Mother.com has been said to be the second Davis ISP.

Mother.com was indeed the second provider in Davis and the first commercial provider of dial-up Internet service in Davis and throughout Yolo County.  Davis Community Network was the first and technically was a non-profit.   Many, many more ISPs came along over the years including a few Davis-based ISPs but mother.com and DCN were really the first ISPs based in Davis.  For completeness sake it may be worth mentioning that UC Davis itself had separate dialup SLIP and PPP modem pools before both DCN and Mother.com did so actually might be considered the first dialup ISP in Davis before either non- or for-profit ISPs came along.  Still mother.com was the first commercial ISP in Davis. 

It was founded by some like-minded locals who were interested in starting an ISP.   A small group of these people somehow found each other and met initially around 1993 at the CA House.  There were several more meetings over several months as the group tried to figure out how they were going to start up, how much it would cost, who was going to throw money into the kitty (and how much), and how they wanted to be involved.  The group of interested investors grew but several in this expanding group ultimately dropped out of these initial talks and discussions.  It incorporated in August of 1994 which is around the time it started offering service.  

It started in Birch Lane Elementary which incredibly had a computer lab with a then-fast 56K digital connection to BARRNET - another name for one of the many academic internetworks that essentially formed the early commercial Internet.  Mother.com started with 8 modems on the floor at the Birch Lane computer lab and a few "servers" (donated PCs from the founders) that it used for email, shell, web, and news (Usenet) service.  It ran this way for a few months until it moved the hardware into one of the bedrooms of a 2 bedroom apartment at 1111 J St in Davis.  They were able to pull in a fractional Internet T1 from MCI and a large bundle of copper pairs from Pacific Bell right into this bedroom.  
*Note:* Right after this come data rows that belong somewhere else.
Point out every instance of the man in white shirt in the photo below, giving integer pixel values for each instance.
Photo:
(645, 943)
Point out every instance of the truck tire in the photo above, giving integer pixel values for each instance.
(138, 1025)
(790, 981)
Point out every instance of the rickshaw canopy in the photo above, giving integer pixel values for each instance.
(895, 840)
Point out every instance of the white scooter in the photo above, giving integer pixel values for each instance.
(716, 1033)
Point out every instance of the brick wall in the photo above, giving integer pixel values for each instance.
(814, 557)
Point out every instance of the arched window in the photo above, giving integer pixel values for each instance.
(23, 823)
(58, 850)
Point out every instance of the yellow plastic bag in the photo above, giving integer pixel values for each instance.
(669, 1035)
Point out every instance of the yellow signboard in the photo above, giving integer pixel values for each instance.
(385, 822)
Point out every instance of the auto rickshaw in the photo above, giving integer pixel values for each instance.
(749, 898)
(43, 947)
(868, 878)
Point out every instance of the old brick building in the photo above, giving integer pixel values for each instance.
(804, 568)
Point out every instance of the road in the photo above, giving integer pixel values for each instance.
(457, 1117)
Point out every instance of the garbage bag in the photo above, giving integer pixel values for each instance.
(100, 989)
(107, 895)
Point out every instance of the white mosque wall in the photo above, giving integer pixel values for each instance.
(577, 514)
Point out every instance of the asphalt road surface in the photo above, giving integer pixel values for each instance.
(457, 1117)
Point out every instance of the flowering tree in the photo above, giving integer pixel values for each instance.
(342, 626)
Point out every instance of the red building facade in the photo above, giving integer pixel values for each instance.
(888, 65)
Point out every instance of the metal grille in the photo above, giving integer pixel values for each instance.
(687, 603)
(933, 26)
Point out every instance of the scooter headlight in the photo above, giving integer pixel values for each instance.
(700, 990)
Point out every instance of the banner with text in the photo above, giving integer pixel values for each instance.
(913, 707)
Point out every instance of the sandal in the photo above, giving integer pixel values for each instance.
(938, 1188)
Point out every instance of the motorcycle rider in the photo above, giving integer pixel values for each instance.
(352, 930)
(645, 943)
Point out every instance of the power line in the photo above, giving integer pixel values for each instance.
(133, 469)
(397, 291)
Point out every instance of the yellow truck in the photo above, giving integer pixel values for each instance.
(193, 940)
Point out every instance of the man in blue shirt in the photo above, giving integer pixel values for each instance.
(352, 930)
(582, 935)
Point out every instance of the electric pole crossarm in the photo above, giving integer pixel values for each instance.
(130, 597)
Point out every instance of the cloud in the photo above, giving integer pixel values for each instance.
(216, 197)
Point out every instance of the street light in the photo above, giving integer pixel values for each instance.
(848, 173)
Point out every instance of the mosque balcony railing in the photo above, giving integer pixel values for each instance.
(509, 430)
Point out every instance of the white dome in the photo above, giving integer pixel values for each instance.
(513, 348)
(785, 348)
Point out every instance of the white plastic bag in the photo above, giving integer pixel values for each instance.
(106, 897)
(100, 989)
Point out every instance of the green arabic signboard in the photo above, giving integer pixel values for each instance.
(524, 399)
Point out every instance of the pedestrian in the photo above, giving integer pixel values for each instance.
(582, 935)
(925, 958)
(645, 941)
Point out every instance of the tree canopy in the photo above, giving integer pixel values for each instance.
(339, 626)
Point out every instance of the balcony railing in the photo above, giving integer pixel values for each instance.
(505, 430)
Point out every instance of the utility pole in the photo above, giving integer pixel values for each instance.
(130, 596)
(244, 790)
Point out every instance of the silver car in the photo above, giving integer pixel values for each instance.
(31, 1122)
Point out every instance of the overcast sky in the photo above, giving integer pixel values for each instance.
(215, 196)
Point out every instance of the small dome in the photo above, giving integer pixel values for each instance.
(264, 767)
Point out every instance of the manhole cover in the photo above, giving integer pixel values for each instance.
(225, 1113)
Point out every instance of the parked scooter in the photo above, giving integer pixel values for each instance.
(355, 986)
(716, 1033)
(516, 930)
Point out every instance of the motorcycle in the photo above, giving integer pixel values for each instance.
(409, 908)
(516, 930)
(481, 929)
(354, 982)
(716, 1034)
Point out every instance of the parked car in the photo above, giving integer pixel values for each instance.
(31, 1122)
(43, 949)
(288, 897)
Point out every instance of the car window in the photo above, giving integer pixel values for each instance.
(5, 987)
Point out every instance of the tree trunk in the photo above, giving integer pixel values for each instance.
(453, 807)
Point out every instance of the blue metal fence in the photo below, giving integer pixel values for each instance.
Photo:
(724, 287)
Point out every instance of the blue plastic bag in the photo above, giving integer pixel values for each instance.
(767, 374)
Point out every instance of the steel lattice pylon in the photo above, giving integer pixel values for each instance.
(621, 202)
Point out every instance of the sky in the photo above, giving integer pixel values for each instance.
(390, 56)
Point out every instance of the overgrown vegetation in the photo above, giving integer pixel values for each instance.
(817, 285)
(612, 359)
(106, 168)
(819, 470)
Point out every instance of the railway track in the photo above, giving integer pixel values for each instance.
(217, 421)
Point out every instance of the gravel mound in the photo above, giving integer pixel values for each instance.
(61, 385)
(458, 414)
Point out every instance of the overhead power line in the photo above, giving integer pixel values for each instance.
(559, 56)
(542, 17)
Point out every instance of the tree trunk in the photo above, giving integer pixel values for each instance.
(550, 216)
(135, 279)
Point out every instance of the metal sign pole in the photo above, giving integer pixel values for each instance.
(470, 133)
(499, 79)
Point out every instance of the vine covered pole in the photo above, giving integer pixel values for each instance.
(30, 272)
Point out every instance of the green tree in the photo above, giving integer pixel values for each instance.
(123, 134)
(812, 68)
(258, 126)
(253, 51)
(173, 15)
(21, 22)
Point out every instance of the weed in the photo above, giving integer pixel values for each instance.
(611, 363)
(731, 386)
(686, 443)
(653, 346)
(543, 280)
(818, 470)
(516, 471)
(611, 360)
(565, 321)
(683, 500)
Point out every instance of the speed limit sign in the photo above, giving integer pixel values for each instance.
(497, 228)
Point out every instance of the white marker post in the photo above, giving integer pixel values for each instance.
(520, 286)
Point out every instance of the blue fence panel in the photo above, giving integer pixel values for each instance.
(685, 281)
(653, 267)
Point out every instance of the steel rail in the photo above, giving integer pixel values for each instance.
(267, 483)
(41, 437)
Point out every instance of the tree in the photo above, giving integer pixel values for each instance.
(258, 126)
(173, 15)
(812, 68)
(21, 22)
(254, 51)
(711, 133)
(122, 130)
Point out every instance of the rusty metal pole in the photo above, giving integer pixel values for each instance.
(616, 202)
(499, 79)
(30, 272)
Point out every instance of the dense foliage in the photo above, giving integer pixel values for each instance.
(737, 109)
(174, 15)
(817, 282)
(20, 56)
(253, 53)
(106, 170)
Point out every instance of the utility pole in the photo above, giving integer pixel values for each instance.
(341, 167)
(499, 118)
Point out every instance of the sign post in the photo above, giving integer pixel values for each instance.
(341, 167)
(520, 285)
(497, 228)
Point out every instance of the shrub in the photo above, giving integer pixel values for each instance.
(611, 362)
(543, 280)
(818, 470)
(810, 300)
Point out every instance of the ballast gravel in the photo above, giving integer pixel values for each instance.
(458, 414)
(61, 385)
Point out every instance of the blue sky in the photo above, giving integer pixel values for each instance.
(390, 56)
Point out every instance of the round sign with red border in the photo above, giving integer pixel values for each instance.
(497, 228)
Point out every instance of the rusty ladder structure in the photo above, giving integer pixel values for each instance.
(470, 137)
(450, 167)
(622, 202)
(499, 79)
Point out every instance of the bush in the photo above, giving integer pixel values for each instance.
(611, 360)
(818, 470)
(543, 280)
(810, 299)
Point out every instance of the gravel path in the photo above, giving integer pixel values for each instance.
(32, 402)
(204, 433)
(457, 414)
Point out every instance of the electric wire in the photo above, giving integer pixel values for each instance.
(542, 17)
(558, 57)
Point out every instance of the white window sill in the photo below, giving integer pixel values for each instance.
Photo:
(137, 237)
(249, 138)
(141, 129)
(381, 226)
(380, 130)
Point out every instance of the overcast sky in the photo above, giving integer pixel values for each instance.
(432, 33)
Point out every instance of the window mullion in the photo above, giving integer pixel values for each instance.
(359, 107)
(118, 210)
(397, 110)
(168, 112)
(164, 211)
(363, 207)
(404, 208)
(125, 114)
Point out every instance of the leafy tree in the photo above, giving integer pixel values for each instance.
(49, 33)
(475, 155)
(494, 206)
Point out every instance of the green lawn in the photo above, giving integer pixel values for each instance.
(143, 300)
It ran this way on J street for at least a year as it grew to have several more machines, phone lines, and modems.  The office moved from Lois Richter's house (Lois was one of the founders) in El Macero to a tiny 300 square foot office space behind a piano teacher's space close to 3rd and I streets in Davis.  Eventually after around a year on 3rd street (and the J st "data center") it moved everything - the office and "data center"  - to  a larger office on Kennedy Place, just off J street and Covell Blvd, where it would stay for years and slowly take over more office space as it grew.   

Eventually the company ownership consolidated - all of the early founders' shares were bought out - and mother.com sold its very valuable domain name, changed its primary name to Cal.net (a domain name it had owned almost since its inception), and Cal.net too eventually sold off to another ISP.  

In the mid-to-late '90s the dialup ISP business was very much a "wild west" - hundreds of dial-ups formed in just Sacramento and the Bay Area alone.  Most were tiny "mom and pops" like mother.com.   Many were started by independent computer stores (remember those?).  The dial-up ISP industry as a whole consolidated dramatically by the late '90s and early aughts.  Numerous investment groups came along and swept up most viable local dialup ISPs into larger ISPs which in turn were packaged and sold out to the really big ISPs (e.g., Mindspring, Earthlink).  Then broadband came along.  All but a tiny handful of those original dialup ISPs remain now as the industry switched to broadband and consolidated around the major commercial telcos and cablecos.  

Lois is one of the mother.com founders still around Davis.  A couple more of the early founders worked - or were already working - at UC Davis and still are to this day.